We believe training data has the greatest impact to the results of a supervised machine learning process and are encouraged that evaluating this hypothesis is relativity straightforward.  Additionally, and probably most importantly, we believe that lawyers may have the biggest impact to the process through how they prepare training and validation data.

We will examine the ways in which human judgment and inputs can ensure that AI outputs are garnered to produce ethical, responsible, and accurate results.  Human judgment paired with machine-rendered inputs are critical legal advocacy.  No single legal client wants to avail itself – or its legal position – to decisions made about their documents purely by machines.  While we appreciate the power and intelligence of algorithmic assistance, we are focused on finding the right balance of those results, finally etched upon by attorney decisions.

As a part of this ongoing practical and academic examination, we remain committed to studying the efficacy and attributes of technology-enhanced results, based on training data, and evaluating how those results might be relied upon – or in some instances questioned for bias – depending upon what that data holds.  

An important element of this research focuses on the underlying technology techniques as well as the data set itself: this becomes an exercise in scrutinizing the quality of the inputs that go into AI workflows, to search for any attributes that would require us to question even unintentional, inherent quality concerns with the training process.

For example, we would explore whether using training data from a particular classification of data ‘custodian’ (male or female, for example) produces biased results that detract from overall truth-seeking objectives.  We will also filter for certain types of ‘issue focuses’ within training data sets, to see whether the resulting model is biased to a given subset of issues.

For the final component of our study, we will evaluate the impact on bias that might be borne from the document labels themselves.  We will set out to examine the labeling of responsive documents from key selected custodians to test the model’s bias.

Underlying all of this is a need to test and define the impact of human involvement in building search algorithms.  It is important to establish a very basic principle:  we are only embarking on the deployment – and scrutinty – of technology assisted review – for the ultimate goal to discover truth and accuracy in the facts that underpin legal matters.

As such, we focus on the proper techniques in  (i) training and validating data preparation, (ii) selecting algorithms and methodologies including active learning and other available approaches, (iii) choosing search features, including the selection of parameters of an algorithm, (iv) determining cut-off scores and their implications, and (v) manually reviewing documents to substantiate our research.

III.        Impact of the Proposed Study

The thrust of this research is highly consequential for the practice of law and the administration and achievement of truth and justice.  Corporate clients and their outside counsel are deeply invested in the inquiries, examanations, and results of this study.  It is essential for the legal community to know how best to harness technology to achieve speed, cost efficiency and the finding of ‘truth’ in legal scenarios.

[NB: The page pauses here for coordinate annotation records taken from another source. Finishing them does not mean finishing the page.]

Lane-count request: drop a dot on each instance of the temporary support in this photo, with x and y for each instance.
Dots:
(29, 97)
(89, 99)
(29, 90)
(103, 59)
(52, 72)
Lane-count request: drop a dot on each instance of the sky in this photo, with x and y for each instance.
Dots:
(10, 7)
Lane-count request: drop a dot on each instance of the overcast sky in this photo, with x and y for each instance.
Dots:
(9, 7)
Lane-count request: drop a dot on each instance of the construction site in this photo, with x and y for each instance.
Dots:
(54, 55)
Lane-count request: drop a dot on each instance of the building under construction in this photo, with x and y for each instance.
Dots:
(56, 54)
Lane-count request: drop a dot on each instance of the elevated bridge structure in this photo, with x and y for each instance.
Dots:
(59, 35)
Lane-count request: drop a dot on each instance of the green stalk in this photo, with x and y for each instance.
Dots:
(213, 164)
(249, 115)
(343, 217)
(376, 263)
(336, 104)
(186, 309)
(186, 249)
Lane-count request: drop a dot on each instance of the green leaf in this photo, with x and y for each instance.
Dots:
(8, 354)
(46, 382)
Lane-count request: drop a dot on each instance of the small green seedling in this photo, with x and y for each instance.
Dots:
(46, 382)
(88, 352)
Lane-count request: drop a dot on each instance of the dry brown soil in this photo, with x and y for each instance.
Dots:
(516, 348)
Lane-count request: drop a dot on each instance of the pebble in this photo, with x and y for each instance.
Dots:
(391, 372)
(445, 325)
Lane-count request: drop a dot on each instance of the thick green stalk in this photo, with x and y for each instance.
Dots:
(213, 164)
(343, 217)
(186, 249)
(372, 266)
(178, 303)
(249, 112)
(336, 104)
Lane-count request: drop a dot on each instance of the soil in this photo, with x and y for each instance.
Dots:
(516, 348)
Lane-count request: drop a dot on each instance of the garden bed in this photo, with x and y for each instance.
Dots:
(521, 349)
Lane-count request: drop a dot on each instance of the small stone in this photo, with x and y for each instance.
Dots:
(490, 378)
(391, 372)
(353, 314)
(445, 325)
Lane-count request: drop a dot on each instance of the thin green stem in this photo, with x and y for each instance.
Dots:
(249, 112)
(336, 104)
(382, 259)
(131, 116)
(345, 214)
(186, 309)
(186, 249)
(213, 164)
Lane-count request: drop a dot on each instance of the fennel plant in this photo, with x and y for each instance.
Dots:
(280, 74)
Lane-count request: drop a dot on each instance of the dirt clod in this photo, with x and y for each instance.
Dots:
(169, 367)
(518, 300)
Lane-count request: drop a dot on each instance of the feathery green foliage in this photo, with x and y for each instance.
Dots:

And we hope that this study will be an invaluable contribution to the fascinating integration of AI into legal services, and an important check on its outer limits.

Throughout the next phase of our study we will explore and describe the ways in which bias, mechanics, and vigilance on AI outputs can be realistically evaluated.  We will focus on keeping the technology accessible and reliable, within what we see as important new boundaries, while striving for the discovery of truthful, equitable and defensible results.